After a serious night of contemplating and introspecting (and pizza), I realised that it wasn’t anybody’s fault. No one was wrong here, nor was anyone right. Circumstances are also not at fault. I basically played first or rather gave first fiddle importance to people for whom I was second fiddle to. Confused?
Here’s the thing, people who find it difficult to make friends hold on harder to most of their friends. Because they have only a small number of friends, they’re all extremely important to them. Now before I delve further into my theories, yes this is an acute observation of my life, because I do not have this kind of an insight about anyone else’s life. This isn’t a ‘I am so awesome’ post, I know I am not the only one going through this, and which is probably why I am writing this, trying to reach that one other person who is blaming himself for not being able to hold on to friends.

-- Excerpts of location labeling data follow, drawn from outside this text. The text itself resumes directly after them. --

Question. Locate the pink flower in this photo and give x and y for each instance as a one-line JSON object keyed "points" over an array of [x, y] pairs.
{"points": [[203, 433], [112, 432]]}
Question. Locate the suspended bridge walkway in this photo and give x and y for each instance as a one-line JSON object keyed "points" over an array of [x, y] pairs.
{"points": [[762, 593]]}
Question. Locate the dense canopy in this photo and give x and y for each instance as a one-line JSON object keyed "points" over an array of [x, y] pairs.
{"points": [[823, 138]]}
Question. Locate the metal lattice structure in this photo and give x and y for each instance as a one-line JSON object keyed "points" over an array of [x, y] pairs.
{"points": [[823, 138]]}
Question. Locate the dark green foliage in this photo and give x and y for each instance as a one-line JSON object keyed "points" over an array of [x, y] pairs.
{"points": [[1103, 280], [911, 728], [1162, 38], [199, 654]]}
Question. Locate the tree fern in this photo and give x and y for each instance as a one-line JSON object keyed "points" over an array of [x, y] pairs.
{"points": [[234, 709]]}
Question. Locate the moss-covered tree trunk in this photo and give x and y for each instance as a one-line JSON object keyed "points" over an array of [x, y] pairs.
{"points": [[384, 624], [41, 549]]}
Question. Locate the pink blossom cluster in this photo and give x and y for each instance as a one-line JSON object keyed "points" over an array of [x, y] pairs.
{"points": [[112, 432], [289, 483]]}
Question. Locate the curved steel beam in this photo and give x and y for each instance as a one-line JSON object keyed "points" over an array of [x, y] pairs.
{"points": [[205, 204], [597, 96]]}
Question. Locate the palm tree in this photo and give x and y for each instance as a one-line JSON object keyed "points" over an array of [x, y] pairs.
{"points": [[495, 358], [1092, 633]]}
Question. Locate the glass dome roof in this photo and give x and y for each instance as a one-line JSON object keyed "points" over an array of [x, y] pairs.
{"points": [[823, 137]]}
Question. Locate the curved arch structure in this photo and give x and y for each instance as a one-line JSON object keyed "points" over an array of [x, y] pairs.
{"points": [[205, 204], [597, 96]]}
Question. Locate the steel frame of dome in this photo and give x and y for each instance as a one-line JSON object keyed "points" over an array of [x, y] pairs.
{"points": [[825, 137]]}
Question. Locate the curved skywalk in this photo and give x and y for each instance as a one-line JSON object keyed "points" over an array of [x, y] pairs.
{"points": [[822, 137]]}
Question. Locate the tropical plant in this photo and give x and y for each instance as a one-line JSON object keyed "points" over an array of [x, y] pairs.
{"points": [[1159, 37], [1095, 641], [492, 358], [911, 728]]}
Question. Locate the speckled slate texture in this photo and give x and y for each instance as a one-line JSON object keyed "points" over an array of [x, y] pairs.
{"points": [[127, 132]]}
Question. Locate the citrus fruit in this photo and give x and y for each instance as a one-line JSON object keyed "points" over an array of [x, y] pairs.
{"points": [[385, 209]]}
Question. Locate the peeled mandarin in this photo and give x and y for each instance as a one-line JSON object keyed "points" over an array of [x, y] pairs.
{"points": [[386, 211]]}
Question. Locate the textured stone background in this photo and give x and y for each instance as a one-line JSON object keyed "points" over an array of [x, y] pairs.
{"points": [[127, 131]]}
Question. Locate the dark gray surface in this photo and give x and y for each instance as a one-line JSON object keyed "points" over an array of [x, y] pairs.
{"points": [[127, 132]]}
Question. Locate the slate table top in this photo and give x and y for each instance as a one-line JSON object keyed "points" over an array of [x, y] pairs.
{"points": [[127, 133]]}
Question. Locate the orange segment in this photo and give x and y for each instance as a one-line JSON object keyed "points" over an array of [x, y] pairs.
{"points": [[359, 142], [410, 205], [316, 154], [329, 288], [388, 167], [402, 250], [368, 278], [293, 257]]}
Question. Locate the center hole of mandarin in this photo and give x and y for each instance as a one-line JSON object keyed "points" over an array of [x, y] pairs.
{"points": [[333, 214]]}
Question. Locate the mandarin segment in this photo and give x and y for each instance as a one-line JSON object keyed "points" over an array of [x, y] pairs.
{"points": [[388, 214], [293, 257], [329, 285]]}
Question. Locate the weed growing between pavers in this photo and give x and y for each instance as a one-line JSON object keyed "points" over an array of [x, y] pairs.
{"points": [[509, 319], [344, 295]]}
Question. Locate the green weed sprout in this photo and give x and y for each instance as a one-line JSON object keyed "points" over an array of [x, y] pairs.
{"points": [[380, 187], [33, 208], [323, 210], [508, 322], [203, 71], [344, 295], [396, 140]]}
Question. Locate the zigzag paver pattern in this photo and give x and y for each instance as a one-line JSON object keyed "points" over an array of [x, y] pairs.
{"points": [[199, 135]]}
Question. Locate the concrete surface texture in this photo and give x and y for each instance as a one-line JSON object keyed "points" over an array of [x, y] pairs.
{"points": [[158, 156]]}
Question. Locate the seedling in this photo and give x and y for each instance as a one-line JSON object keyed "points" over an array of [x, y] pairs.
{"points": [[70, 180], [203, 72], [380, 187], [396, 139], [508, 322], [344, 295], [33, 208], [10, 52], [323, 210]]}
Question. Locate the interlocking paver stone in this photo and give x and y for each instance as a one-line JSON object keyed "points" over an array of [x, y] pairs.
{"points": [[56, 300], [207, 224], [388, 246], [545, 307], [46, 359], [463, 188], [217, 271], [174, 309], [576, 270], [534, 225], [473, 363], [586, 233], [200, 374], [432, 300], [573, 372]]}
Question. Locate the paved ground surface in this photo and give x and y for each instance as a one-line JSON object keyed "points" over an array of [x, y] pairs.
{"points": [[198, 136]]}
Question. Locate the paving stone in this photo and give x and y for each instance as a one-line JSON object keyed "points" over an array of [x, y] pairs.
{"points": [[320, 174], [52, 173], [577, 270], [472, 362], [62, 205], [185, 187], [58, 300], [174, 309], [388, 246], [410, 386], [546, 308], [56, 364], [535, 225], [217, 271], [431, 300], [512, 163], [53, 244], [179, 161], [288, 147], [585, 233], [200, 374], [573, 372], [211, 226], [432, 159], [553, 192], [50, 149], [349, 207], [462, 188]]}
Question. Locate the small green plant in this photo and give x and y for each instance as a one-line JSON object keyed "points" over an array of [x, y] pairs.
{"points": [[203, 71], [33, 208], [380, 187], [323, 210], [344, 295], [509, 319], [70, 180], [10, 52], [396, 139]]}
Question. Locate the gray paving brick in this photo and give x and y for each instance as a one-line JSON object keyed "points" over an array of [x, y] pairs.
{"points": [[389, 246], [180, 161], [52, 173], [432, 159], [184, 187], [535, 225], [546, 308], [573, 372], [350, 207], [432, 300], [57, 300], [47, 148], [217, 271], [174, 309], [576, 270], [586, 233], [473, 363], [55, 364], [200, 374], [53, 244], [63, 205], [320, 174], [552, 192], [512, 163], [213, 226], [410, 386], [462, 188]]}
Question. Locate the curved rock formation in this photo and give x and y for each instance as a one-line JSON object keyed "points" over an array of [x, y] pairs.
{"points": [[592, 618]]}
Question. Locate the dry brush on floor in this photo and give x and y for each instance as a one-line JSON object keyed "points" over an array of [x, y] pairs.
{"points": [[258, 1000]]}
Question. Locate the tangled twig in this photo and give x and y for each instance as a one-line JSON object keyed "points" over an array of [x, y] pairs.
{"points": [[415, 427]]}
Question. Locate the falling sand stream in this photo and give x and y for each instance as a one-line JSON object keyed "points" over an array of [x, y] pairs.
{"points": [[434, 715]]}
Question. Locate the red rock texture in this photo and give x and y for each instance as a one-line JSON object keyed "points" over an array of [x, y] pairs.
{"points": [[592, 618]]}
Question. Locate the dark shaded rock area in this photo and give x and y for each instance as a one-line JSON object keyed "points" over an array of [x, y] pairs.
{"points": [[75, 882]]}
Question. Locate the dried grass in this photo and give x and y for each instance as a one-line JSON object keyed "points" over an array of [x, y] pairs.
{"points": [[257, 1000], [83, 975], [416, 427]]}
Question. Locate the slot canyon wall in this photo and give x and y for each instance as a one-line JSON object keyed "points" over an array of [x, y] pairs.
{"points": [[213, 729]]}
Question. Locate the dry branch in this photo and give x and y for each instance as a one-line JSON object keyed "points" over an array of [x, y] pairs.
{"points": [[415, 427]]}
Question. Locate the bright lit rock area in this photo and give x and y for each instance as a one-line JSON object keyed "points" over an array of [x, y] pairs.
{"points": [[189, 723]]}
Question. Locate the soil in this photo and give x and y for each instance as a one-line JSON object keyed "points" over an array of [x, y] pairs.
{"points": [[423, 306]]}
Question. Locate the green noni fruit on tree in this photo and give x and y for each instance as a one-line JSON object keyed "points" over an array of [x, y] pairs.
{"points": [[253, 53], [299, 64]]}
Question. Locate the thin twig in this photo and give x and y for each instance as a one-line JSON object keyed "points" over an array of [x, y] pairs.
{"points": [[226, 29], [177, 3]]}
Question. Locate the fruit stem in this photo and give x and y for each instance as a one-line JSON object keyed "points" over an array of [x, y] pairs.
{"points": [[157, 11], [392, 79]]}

Coming back to the point, people like me have very few friends and we hold on to those, they are important, very important. But atypically, to these people, some of them, we are not the most important tier of friends. Now here is the difference between these friends. Your most important friends are the ones you have around at all times, you are a part of all aspects of their life, their family, you basically know everyone and their mother. The second tier knows everything too, just gets the second call. No biggie, but the second tier friend may or may not affect a person’s mood. If you get super busy, the first tier will still get to see you, the second tier not so much. Sometimes you become a regular in their life and sometimes they want you around only when they are bored. You treat them special and you think you are being treated special too, you think that your opinion or presence matters but sometimes it doesn’t.
The realisation that you are playing second fiddle comes at the oddest moments especially when you’re not expecting the epiphany. It hits you like a ton of bricks and sometimes it is just a passing breeze. At some point, through various introspections you’d think that I would figure that I probably might be dealing with people who I was second tier to, so I stopped talking to those people. But no, this realisation came to me through the oddest circumstances, job took over my life, I couldn’t be free when they were free and so on.
Here’s the thing though, those people weren’t bad people, or aren’t bad people, I am not saying they didn’t care about me either. It was just something that is very human to have. It is also a problem that we sometimes come on very strong because of our nature. Now let’s look at the negatives of this situation. You somehow stop caring about keeping in touch with people, sometimes people who actually care for you, losing them because you were once bitten. Now it takes you even longer to make and trust the friends that you make because you feel like you can’t be sure any more about who will truly be there for you. It is a very insecure state of mind.
The positive, today you can proudly say that you gave everything you had to every friendship that you ever had and you will give your hundred percent to every friendship you will have. Question is, do the first fiddles in your life realise that you play second fiddle in theirs? A bigger question is, do you know who your second fiddle friend is?